Conrad also have a superb range of discrete electonic components of all sorts for people who like to build their own circuits; very impressive how they can afford to hold all that stock. Puts Maplin to shame.

Reply to
Cursitor Doom

yeah, they have had the mail order side available to the uk for a while,

but we want the bricks and mortar stores over here too, it's all right looking through a catalogue or web site, but seeing the actual items in real life is very handy, i notice much more than flicking through a catalogue,

maybe in a few years when maplins has gone bust they can take over their premises.... tho most maplins units would be far too small for a full size conrads.

like Saturn in Germany, the berlin one is about 6 floors, each floor the size of the largest curry's/pissy world,

i just don't know why we get such small shops with a limited range here, i love the DIY sheds in Germany and France,

Some of my friends in Germany are building simulators using that speed frame alli extrusion stuff, they can go down to their local OBI, Praktiker, Bau Haus, Mr. Bricolage, Leyroy Merlin or what ever and buy the stuff and al fixings off the shelf.

the best we can do over here is buy a bit of angle iron and a pack of nuts and bolts... at prices to make your eyes water.

Reply to
Gazz

Have you tried? If it'll work on a PC without software it might just show up as a 'webcam'. In which case, some webcam software on Android might do it - as long as your tablet supports USB OTG (which it probably does in hardware, but may need a rooted OS if the tablet manufacturer couldn't be bothered).

Theo

Reply to
Theo Markettos

You'll be lucky with Maplin these days. For components. Mostly just mail order.

Reply to
Dave Plowman (News)

Sadly, it won't work on a PC without software. It comes with a CD containing Windows drivers - but no support for anything else.

I have a USB OTG cable for my tablet [Google Nexus 10] and that works ok with USB memory sticks, but I've not had any success with anything else

- such as USB 3G dongles.

Reply to
Roger Mills

You're probably right I haven't tried to buy any components in-store recently. They certainly do them on mail order - useful if you need something for a few pence to bring the spend up just enough to be able to use a discount voucher!

Reply to
Roger Mills

I suspect they don't stock half the things in the catalogue even in the warehouse. I've gone in, found just the thing albeit overpriced, and then they tell me they can get one in six weeks.

Time to browse over to Farnell or CPC and it'll arrive next day.

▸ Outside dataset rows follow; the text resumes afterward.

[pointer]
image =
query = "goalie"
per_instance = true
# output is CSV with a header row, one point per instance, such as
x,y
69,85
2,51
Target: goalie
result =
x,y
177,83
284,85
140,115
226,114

Sure, some lines are out of stock but they have 17 varieties of everything. And after years of being unusable their websites are actually passable these days.

Theo

Reply to
Theo Markettos

They seem to be selling on Ebay these days. At not very competitive BIN.

CPC seem to be going for the old Maplin components market with no minimum order charge and free delivery. Maplin used to be next day delivery and free (above a certain value) - last time I used them they charged for delivery which was also slow. Being slow to despatch things means to me a lack of staff or organization. In these Ebay days one expects fast dispatch - Maplin seem to have gone in reverse.

Reply to
Dave Plowman (News)

Plenty of electronic "components" on eBay these days, that's usually my first port of call now. Similarly for "nuts and bolts".

Reply to
newshound

I'd heard (from a rep) that they'd brought rapid electronics to get in to the UK martket as it was cheaper option.